Within an Apache Spark Pool, it is possible to configure a fixed size when you disable autoscaling. When you enable autoscale, you can set a minimum and maximum number of nodes in order to control the scale that you'd like.

Once you have enabled autoscale, Azure Synapse Analytics will monitor the resources of the load, and it will scale the number of nodes up or down. There will be continuous monitoring depending on CPU usage, pending memory, free CPU, free memory, and the used memory per node when it comes to the metrics involved to make a decision to scale up or down. It checks these metrics every 30 seconds and makes scaling decisions based on the values. There's no extra charge for this feature.

Below is a table that shows the metrics that autoscale enablement of the Apache Spark Pool within Azure Synapse analytics instance checks and collects:

Metric Description
Total Pending CPU The total number of cores required to start execution of all pending nodes.
Total Pending Memory The total memory (in MB) required to start execution of all pending nodes.
Total Free CPU The sum of all unused cores on the active nodes.
Total Free Memory The sum of unused memory (in MB) on the active nodes.
Used Memory per Node The load on a node. A node on which 10 GB of memory is used is considered under more load than a worker with 2 GB of used memory.

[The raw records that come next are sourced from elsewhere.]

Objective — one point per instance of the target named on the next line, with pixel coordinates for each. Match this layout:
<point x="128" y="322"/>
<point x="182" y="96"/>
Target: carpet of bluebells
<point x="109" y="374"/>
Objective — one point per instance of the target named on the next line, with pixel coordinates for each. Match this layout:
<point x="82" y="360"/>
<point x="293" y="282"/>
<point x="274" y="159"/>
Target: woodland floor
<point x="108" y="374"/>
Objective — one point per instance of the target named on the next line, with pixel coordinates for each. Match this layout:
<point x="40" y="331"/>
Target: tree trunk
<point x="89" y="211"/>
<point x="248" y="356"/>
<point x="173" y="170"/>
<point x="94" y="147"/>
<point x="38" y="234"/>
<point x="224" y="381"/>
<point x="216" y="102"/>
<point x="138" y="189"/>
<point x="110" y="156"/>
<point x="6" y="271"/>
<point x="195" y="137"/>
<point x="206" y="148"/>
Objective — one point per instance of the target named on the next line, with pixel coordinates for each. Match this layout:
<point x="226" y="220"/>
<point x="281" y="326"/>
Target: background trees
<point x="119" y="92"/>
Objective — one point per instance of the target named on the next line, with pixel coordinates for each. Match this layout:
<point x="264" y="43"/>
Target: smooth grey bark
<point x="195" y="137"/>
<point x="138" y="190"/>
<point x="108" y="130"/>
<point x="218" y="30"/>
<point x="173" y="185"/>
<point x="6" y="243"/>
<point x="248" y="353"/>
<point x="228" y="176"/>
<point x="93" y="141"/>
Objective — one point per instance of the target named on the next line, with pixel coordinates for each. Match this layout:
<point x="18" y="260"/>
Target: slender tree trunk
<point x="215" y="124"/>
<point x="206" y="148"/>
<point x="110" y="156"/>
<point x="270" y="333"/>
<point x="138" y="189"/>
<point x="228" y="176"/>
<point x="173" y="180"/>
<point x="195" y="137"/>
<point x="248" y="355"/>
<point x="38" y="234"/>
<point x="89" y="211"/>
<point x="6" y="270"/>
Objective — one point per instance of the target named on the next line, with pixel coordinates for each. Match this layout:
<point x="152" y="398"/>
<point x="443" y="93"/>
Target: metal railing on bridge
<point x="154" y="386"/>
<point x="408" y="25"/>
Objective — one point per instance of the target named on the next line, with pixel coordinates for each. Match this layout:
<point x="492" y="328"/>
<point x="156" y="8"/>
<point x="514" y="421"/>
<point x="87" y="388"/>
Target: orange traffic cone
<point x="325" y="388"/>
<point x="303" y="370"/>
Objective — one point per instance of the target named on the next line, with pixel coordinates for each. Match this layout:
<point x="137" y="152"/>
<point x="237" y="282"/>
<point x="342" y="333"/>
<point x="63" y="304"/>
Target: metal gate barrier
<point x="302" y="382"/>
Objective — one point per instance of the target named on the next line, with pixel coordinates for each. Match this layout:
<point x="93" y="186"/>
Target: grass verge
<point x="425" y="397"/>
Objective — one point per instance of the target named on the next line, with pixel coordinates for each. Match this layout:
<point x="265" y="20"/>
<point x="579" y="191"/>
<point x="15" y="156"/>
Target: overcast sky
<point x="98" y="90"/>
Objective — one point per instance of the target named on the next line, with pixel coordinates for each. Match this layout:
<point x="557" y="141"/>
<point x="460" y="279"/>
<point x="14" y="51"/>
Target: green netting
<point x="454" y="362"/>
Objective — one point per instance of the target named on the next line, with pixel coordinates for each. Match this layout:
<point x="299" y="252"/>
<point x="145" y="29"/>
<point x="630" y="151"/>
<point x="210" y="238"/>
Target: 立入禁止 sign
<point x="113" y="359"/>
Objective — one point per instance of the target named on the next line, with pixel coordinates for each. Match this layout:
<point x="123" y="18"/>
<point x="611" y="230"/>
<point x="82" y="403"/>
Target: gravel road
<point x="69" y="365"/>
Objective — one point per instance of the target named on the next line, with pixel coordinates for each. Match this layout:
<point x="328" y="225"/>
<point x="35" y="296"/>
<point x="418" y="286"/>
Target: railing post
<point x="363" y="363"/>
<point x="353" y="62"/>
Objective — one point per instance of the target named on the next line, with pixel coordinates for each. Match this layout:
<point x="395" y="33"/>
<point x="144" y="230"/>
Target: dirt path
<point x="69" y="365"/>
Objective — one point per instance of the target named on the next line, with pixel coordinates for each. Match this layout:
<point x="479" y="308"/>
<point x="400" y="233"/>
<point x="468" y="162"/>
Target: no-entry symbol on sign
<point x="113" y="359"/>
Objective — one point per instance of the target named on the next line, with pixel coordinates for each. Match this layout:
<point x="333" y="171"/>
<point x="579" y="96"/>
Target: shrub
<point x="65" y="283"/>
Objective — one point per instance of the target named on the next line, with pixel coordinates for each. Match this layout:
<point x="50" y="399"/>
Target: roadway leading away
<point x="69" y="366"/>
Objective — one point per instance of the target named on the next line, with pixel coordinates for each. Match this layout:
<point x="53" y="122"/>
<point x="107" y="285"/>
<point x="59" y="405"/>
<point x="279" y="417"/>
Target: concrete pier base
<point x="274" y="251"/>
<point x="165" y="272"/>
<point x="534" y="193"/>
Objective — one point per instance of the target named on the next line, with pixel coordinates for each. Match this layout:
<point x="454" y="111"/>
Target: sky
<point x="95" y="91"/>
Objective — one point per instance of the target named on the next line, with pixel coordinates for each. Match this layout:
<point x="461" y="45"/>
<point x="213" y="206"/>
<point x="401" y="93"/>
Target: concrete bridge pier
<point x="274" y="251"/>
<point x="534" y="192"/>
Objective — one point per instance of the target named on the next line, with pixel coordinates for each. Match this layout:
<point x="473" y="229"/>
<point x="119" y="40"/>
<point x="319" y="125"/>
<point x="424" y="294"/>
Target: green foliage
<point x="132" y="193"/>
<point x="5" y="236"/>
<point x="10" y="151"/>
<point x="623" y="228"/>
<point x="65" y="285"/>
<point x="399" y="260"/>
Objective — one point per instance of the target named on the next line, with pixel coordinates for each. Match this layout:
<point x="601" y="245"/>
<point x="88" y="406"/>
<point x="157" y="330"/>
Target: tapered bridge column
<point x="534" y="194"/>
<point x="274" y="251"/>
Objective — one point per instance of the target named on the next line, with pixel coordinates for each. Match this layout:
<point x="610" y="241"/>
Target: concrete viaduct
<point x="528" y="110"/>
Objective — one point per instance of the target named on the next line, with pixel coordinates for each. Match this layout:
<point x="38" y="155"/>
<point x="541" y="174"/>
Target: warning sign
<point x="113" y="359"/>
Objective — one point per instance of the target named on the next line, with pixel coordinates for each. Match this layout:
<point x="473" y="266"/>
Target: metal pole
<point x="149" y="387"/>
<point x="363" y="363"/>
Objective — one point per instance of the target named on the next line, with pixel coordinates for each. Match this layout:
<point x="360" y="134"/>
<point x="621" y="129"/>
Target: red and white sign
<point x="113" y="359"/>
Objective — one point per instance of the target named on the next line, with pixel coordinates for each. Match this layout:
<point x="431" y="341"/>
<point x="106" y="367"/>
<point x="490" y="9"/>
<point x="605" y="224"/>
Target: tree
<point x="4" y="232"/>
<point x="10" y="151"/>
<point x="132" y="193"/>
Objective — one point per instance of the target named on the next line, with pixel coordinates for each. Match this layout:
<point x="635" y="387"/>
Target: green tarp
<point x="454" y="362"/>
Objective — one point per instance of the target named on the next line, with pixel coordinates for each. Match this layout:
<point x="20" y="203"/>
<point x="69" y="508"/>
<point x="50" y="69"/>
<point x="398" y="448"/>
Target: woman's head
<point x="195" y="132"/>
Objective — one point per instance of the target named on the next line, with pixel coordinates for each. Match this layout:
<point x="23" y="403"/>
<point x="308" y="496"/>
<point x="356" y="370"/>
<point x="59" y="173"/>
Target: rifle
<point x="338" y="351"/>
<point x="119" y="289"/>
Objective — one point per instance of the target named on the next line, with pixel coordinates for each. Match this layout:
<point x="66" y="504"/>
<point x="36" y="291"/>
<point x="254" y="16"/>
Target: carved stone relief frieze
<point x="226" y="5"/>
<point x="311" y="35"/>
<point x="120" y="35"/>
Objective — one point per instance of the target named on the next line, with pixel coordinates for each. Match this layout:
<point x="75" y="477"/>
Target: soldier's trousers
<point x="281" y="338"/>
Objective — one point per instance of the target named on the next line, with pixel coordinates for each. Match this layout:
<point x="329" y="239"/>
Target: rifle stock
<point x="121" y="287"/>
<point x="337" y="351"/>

When we look at load-based scale conditions, the autoscale functionality will issue a scale request based on the metrics outlined in the table below:

Scale-up Scale-down
Total pending CPU is greater than total free CPU for more than 1 minute. Total pending CPU is less than total free CPU for more than 2 minutes.
Total pending memory is greater than total free memory for more than 1 minute. Total pending memory is less than total free memory for more than 2 minutes.

When autoscale scales up, it will calculate the number of new nodes that would be needed in order to meet the CPU and memory requirements. Next, it will issue the scale-up requests and add the number of nodes required to do the job.

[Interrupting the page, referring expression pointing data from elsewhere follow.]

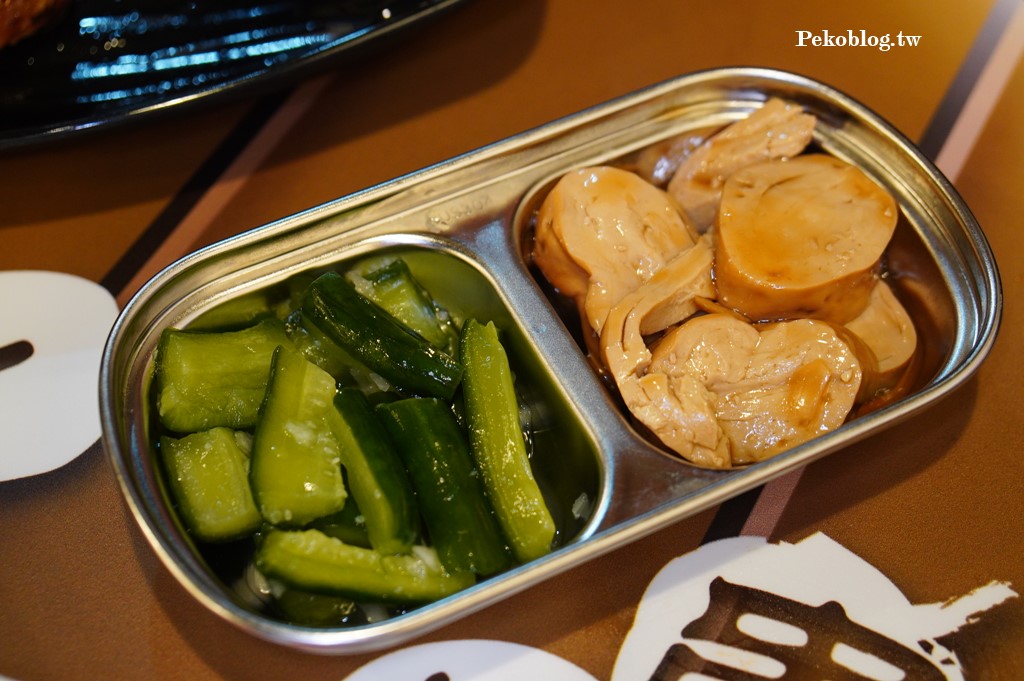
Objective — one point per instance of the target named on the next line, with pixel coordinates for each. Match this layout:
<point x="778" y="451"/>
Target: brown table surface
<point x="82" y="596"/>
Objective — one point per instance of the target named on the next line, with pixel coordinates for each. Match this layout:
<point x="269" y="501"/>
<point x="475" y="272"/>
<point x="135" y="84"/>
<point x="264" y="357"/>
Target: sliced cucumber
<point x="296" y="465"/>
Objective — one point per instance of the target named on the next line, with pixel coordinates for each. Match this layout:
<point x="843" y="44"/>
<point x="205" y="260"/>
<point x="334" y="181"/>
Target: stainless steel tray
<point x="465" y="224"/>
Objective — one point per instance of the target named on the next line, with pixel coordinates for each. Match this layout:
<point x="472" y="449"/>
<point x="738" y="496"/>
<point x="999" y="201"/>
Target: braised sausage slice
<point x="769" y="387"/>
<point x="601" y="232"/>
<point x="776" y="130"/>
<point x="801" y="238"/>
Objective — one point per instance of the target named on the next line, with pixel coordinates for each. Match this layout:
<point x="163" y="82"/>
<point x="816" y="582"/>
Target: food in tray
<point x="739" y="303"/>
<point x="354" y="442"/>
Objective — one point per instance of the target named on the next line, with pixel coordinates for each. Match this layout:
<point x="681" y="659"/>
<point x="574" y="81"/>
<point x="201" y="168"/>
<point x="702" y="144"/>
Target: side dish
<point x="732" y="289"/>
<point x="354" y="443"/>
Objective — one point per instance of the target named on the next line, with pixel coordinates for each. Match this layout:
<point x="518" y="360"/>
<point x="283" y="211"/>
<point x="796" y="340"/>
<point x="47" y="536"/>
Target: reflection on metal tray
<point x="108" y="60"/>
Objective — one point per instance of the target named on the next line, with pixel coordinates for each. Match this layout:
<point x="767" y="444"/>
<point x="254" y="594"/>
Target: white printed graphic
<point x="744" y="608"/>
<point x="470" y="661"/>
<point x="812" y="605"/>
<point x="52" y="330"/>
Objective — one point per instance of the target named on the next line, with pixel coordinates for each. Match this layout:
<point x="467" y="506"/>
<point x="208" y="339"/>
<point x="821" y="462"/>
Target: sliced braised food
<point x="801" y="238"/>
<point x="603" y="231"/>
<point x="768" y="387"/>
<point x="777" y="130"/>
<point x="761" y="320"/>
<point x="686" y="427"/>
<point x="887" y="330"/>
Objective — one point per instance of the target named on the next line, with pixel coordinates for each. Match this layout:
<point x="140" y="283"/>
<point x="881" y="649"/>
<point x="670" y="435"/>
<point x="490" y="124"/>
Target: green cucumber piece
<point x="459" y="519"/>
<point x="378" y="340"/>
<point x="296" y="465"/>
<point x="347" y="524"/>
<point x="498" y="444"/>
<point x="311" y="609"/>
<point x="206" y="380"/>
<point x="377" y="478"/>
<point x="312" y="561"/>
<point x="208" y="474"/>
<point x="388" y="282"/>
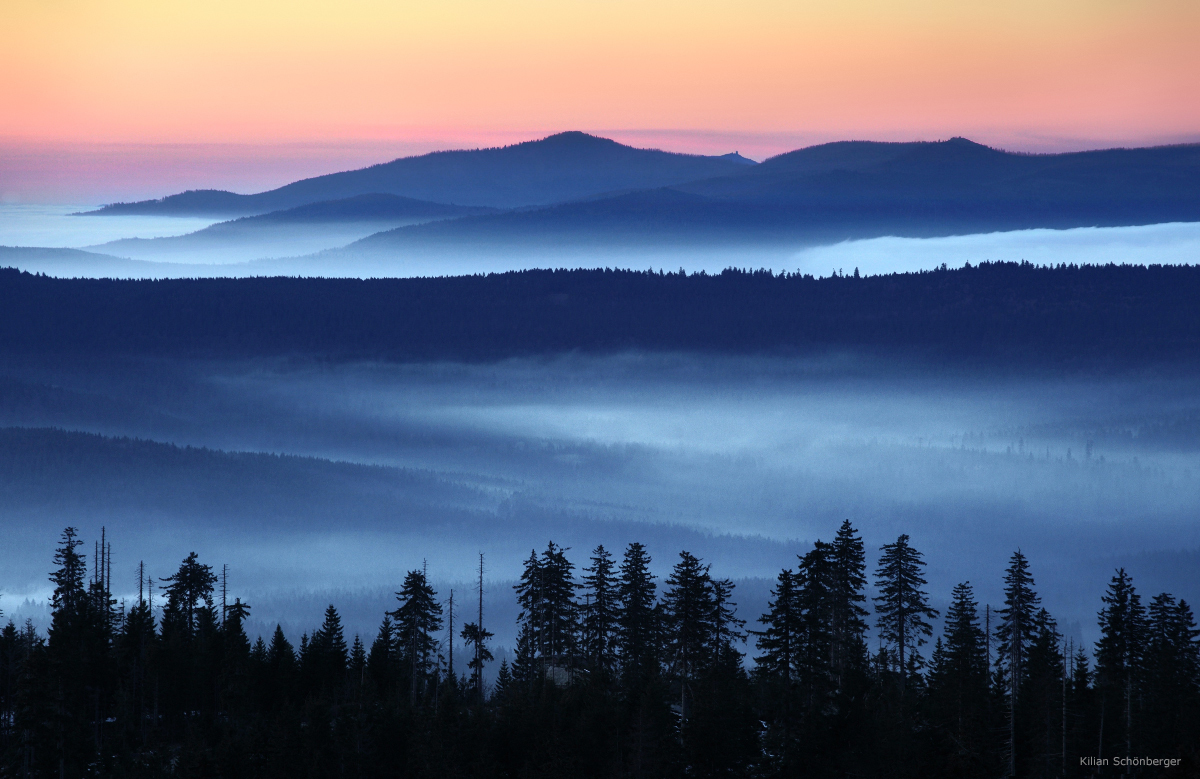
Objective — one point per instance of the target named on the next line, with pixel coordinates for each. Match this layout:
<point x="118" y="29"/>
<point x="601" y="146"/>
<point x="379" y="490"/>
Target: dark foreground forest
<point x="615" y="675"/>
<point x="993" y="311"/>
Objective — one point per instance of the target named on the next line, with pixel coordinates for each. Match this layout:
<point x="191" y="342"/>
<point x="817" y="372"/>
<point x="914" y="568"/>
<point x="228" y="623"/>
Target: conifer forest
<point x="616" y="673"/>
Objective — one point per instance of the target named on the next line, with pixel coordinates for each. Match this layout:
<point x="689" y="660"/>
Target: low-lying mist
<point x="743" y="461"/>
<point x="317" y="250"/>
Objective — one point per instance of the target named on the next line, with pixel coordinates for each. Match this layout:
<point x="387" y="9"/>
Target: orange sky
<point x="306" y="70"/>
<point x="760" y="76"/>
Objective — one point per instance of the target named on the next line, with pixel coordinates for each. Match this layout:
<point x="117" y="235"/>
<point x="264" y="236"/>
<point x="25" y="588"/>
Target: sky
<point x="253" y="93"/>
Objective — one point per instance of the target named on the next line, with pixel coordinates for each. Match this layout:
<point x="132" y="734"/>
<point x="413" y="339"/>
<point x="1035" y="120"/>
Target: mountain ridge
<point x="561" y="167"/>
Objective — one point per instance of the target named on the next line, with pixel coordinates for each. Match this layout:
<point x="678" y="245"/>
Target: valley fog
<point x="743" y="461"/>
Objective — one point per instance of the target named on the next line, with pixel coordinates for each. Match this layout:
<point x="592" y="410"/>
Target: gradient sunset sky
<point x="373" y="79"/>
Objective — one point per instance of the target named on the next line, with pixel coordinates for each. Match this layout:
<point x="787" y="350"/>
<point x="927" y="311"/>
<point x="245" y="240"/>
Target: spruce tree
<point x="600" y="611"/>
<point x="689" y="623"/>
<point x="480" y="655"/>
<point x="637" y="621"/>
<point x="780" y="636"/>
<point x="418" y="621"/>
<point x="545" y="593"/>
<point x="903" y="606"/>
<point x="1171" y="676"/>
<point x="958" y="681"/>
<point x="1015" y="634"/>
<point x="1121" y="649"/>
<point x="847" y="615"/>
<point x="815" y="603"/>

In case autoscale performs the action of scaling down, the decision is based on the number of executors and the application primaries per node, and the CPU and memory requirements. The autoscale functionality will then issue the request to remove some nodes.The autoscale functionality will also check which nodes are candidates for removal based on the current job execution. The scale down operation first decommissions the nodes, and then removes them from the cluster.

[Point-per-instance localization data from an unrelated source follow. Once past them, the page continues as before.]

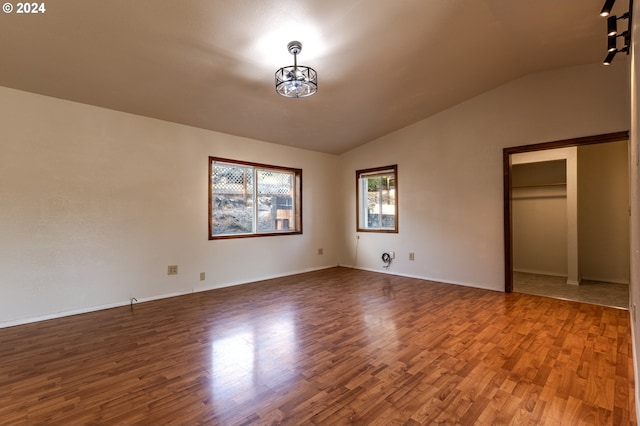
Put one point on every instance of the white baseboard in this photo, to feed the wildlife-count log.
(426, 278)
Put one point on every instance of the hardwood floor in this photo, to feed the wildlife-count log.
(337, 346)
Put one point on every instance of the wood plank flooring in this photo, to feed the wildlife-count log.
(337, 346)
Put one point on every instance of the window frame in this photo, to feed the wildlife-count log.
(297, 198)
(359, 200)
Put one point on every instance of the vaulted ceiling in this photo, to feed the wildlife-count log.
(381, 64)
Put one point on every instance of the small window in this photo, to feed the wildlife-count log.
(377, 206)
(251, 200)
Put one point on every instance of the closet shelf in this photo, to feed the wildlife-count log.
(540, 185)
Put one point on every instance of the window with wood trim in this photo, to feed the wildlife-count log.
(377, 199)
(253, 200)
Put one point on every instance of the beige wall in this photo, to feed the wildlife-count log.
(450, 170)
(97, 203)
(603, 212)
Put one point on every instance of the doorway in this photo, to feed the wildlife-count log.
(577, 261)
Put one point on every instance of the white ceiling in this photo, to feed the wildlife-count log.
(382, 64)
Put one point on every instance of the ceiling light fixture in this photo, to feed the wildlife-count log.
(612, 31)
(606, 9)
(296, 81)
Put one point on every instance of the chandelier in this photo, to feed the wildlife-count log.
(296, 81)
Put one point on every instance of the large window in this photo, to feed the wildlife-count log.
(377, 204)
(250, 200)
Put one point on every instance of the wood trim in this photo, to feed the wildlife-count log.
(506, 171)
(297, 205)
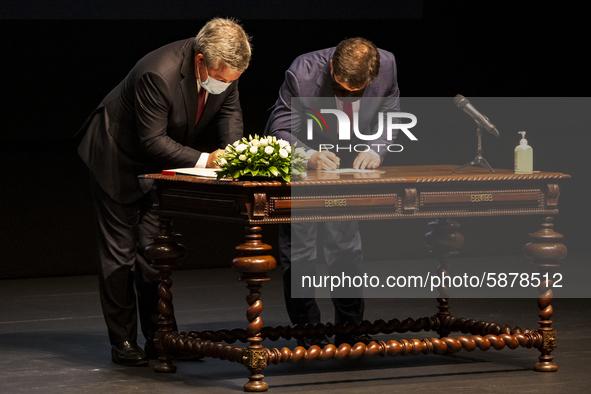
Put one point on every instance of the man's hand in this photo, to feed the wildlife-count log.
(324, 160)
(213, 156)
(366, 160)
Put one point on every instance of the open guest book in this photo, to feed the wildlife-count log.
(205, 172)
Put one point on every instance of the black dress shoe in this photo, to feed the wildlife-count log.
(352, 339)
(309, 342)
(150, 349)
(128, 353)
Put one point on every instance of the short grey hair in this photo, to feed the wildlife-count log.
(224, 41)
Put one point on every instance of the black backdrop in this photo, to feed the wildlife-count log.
(56, 67)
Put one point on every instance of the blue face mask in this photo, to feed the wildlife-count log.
(213, 86)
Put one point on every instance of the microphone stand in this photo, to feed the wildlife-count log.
(479, 160)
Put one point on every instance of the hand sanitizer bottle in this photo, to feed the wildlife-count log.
(524, 156)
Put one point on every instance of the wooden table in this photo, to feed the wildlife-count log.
(428, 192)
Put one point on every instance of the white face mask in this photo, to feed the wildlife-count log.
(213, 86)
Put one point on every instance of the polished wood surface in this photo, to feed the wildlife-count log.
(391, 193)
(416, 192)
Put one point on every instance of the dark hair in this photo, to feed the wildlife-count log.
(356, 61)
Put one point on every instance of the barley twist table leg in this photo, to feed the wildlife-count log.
(164, 252)
(444, 239)
(253, 265)
(546, 252)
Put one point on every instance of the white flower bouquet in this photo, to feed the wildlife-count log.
(267, 157)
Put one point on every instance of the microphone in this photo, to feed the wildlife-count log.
(482, 121)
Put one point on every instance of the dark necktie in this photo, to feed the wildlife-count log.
(200, 104)
(348, 109)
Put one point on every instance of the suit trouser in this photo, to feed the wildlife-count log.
(127, 282)
(298, 255)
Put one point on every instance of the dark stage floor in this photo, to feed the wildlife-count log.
(53, 340)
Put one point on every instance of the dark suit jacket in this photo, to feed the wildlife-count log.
(147, 123)
(309, 77)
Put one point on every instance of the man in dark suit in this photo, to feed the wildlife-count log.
(153, 120)
(356, 69)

If you'd like to get started with the autoscale functionality, you'd have to follow the next steps:

Create a serverless Apache Spark pool with Autoscaling

To enable the Autoscale feature, complete the following steps as part of the normal Apache Spark pool creation process:

  1. On the Basics tab, select the Enable autoscale checkbox.

  2. Enter the desired values for the following properties:

    • Min number of nodes.
    • Max number of nodes.

The initial number of nodes will be the minimum. This value defines the initial size of the instance when it's created. The minimum number of nodes can't be fewer than three.

When considering the best practices to use for the autoscale feature, consider latency as part of the scale up or down operations. It could take 1 to 5 minutes in order for the scaling operations (whether that's scaling up or down) to complete. Also, when you scale down, the nodes will first be put in a decommissioned state such that there won't be new executors launching on the node. The jobs that are still running will continue to run and finish, but the pending jobs will be in a waiting state to be scheduled as normal but with fewer nodes.